Mental Health and Substance Abuse 
  • Clinicians should perform a mental health assessment at baseline and at least annually. The assessment should include the following components (I):
    • Cognitive impairment, depression, anxiety, posttraumatic stress disorder, suicidal/violent ideation, and alcohol and substance use
    • Sleep habits and appetite assessment
    • Psychiatric history, including psychotropic medications
    • Psychosocial assessment, including domestic violence, housing status, and presence of social support
  • Clinicians should refer patients to appropriate mental health and substance use treatment providers when indicated. (II)

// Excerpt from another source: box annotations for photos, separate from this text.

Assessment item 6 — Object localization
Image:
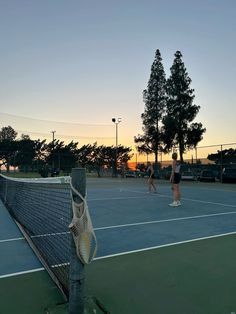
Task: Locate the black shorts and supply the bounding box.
[173,172,181,184]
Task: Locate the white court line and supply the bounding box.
[0,238,25,243]
[94,231,236,261]
[0,267,45,279]
[123,190,236,208]
[94,212,236,231]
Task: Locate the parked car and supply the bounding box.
[181,171,196,181]
[125,170,136,178]
[199,170,216,182]
[222,168,236,183]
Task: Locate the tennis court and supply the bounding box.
[0,178,236,314]
[86,179,236,314]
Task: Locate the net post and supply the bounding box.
[69,168,86,314]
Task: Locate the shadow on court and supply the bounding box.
[86,235,236,314]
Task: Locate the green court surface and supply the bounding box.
[0,271,65,314]
[0,271,104,314]
[86,235,236,314]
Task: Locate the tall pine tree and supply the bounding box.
[134,49,166,162]
[163,51,206,161]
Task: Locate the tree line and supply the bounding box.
[134,49,206,162]
[0,126,133,177]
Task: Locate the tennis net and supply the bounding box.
[0,175,72,297]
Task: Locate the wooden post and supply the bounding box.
[69,168,86,314]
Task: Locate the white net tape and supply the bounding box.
[69,184,97,264]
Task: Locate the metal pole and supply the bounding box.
[220,145,223,183]
[52,131,56,173]
[69,168,86,314]
[116,122,118,148]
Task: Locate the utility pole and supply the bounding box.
[111,118,121,177]
[51,131,56,175]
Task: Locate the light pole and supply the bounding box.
[111,118,121,177]
[51,131,56,175]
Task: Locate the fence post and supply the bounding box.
[69,168,86,314]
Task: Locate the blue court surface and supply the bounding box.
[88,179,236,258]
[0,178,236,314]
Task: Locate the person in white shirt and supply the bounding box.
[147,162,157,193]
[169,152,181,207]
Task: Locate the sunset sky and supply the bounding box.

  • Clinicians should incorporate selected brief screening instruments in the patient assessment. These instruments should be tailored for optimal use at initial, annual, and interim visits. The chosen screening instruments should be adjusted for the patient’s mental health or substance use history.
Sexual Dysfunction 
  • Clinicians should assess older HIV-infected women for sexual dysfunction and/or decreased libido; testosterone supplementation should not be used for treating these conditions.